MammoExpert: Benchmarking Chain-of-Thought Reasoning in Mammography Diagnosis
MammoExpert introduces the first large-scale mammography dataset with Chain-of-Thought reasoning annotations, comprising 2,379 images across 67 histopathology subtypes. The dataset demonstrates significant improvements in breast lesion classification accuracy (4-7.1% gains) and provides a benchmark for interpretable AI diagnostic reasoning in medical imaging.
MammoExpert addresses a critical gap in medical AI development by combining scale with explainability. Traditional mammography datasets lack structured reasoning annotations that explain diagnostic decision-making, limiting AI model interpretability in clinical settings. This dataset bridges that gap through multi-phase Chain-of-Thought annotations covering observation, assessment, and synthesis—creating a framework where AI systems don't just classify lesions but document their reasoning process.
The medical imaging field has long struggled with the trade-off between model accuracy and clinical explainability. Radiologists require transparent reasoning to validate AI recommendations, yet most datasets provide only binary or categorical labels.

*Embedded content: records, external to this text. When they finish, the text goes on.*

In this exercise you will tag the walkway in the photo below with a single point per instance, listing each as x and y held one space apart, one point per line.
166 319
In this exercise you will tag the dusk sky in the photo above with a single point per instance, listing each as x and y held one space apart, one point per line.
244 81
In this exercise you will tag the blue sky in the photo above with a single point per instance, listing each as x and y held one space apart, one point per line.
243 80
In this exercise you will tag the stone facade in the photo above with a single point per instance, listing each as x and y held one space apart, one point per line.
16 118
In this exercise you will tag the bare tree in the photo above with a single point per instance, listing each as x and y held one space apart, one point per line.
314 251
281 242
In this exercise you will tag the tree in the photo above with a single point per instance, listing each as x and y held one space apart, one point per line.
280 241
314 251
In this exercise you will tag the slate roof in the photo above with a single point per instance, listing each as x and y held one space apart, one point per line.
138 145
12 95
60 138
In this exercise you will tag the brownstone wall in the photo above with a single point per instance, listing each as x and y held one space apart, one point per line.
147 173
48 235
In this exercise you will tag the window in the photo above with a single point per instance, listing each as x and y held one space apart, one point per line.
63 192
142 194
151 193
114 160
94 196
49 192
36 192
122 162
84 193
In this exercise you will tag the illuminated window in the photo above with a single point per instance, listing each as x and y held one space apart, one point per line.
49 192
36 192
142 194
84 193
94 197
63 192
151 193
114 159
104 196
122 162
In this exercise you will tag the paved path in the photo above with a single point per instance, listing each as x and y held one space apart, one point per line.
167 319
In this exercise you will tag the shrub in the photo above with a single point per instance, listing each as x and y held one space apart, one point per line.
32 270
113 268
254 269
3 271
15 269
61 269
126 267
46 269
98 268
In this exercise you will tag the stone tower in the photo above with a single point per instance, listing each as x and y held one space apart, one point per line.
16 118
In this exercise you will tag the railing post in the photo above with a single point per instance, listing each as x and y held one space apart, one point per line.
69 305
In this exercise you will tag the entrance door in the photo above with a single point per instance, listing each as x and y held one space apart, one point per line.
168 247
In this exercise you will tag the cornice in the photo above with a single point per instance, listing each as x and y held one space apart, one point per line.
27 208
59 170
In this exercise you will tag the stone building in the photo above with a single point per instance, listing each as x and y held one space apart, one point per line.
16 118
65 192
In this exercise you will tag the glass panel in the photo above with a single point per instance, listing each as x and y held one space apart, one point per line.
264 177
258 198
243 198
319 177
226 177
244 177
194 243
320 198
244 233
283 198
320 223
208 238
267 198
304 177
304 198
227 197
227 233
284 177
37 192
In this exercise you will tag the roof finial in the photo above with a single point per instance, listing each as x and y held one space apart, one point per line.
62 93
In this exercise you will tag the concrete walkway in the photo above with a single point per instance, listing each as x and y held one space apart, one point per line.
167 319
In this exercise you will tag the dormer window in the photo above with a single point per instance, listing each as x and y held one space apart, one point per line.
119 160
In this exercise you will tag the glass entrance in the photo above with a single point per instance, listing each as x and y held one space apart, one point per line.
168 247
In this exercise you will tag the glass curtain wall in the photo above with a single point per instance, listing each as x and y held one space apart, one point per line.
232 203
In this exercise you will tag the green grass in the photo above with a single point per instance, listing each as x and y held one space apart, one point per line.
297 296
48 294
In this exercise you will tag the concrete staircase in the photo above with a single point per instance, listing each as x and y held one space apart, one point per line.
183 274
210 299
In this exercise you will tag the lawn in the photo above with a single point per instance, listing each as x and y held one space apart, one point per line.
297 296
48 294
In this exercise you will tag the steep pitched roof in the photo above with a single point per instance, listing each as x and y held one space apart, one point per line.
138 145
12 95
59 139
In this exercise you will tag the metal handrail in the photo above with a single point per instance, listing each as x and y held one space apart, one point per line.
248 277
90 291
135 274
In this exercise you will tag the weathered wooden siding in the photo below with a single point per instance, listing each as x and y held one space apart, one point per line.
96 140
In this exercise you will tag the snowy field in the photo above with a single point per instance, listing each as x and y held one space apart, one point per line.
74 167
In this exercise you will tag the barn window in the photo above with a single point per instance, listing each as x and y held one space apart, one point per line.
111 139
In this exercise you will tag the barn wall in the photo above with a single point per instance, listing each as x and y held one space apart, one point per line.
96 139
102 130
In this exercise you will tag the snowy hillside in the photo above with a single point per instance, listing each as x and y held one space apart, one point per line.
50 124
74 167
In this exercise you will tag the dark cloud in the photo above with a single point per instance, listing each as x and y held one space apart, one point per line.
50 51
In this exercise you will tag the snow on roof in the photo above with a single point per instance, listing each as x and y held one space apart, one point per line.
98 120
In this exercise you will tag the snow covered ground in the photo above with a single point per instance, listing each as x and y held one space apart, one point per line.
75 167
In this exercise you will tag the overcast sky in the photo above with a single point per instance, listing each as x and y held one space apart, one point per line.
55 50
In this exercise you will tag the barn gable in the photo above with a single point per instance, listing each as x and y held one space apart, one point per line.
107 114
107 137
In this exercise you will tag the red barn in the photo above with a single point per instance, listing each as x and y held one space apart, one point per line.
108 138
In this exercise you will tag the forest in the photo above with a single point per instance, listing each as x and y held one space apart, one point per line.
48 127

MammoExpert's annotation of 42 radiographic features by nine senior radiologists establishes clinical consensus while enabling AI models to learn interpretable diagnostic pathways. This approach mirrors recent advances in large language models where reasoning transparency improves both performance and trust.
The empirical results underscore practical value: integrating MammoExpert with existing public datasets yields 7.1% accuracy improvements on CBIS-DDSM and comparable gains on INBreast and Vindr benchmarks. These improvements stem not just from additional data but from the CoT reasoning training paradigm, which contributes a separate 4% accuracy gain. This suggests that explicit reasoning annotations function as a form of knowledge transfer across datasets.
For healthcare AI development, this work signals growing recognition that regulatory approval and clinical adoption require explainability. As medical institutions demand trustworthy AI systems, datasets prioritizing reasoning documentation become increasingly valuable. Future work likely extends this framework to other diagnostic modalities, establishing explainability standards across medical imaging.
- →MammoExpert is the first mammography dataset with explicit Chain-of-Thought reasoning annotations across diagnostic phases, improving classification accuracy by up to 7.1%.
- →The dataset contains 2,379 images covering 67 WHO-classified histopathology subtypes with 42 radiographic features annotated by nine senior radiologists.
- →Chain-of-Thought reasoning training alone contributes 4% accuracy gains, demonstrating that explainability annotations transfer knowledge across different datasets.
- →Integration with existing public datasets (CBIS-DDSM, INBreast, Vindr) shows consistent improvements of 6.7-7.1%, validating the benchmark's generalization capability.
- →The dataset establishes a new standard for interpretable medical AI by prioritizing diagnostic reasoning transparency alongside classification accuracy.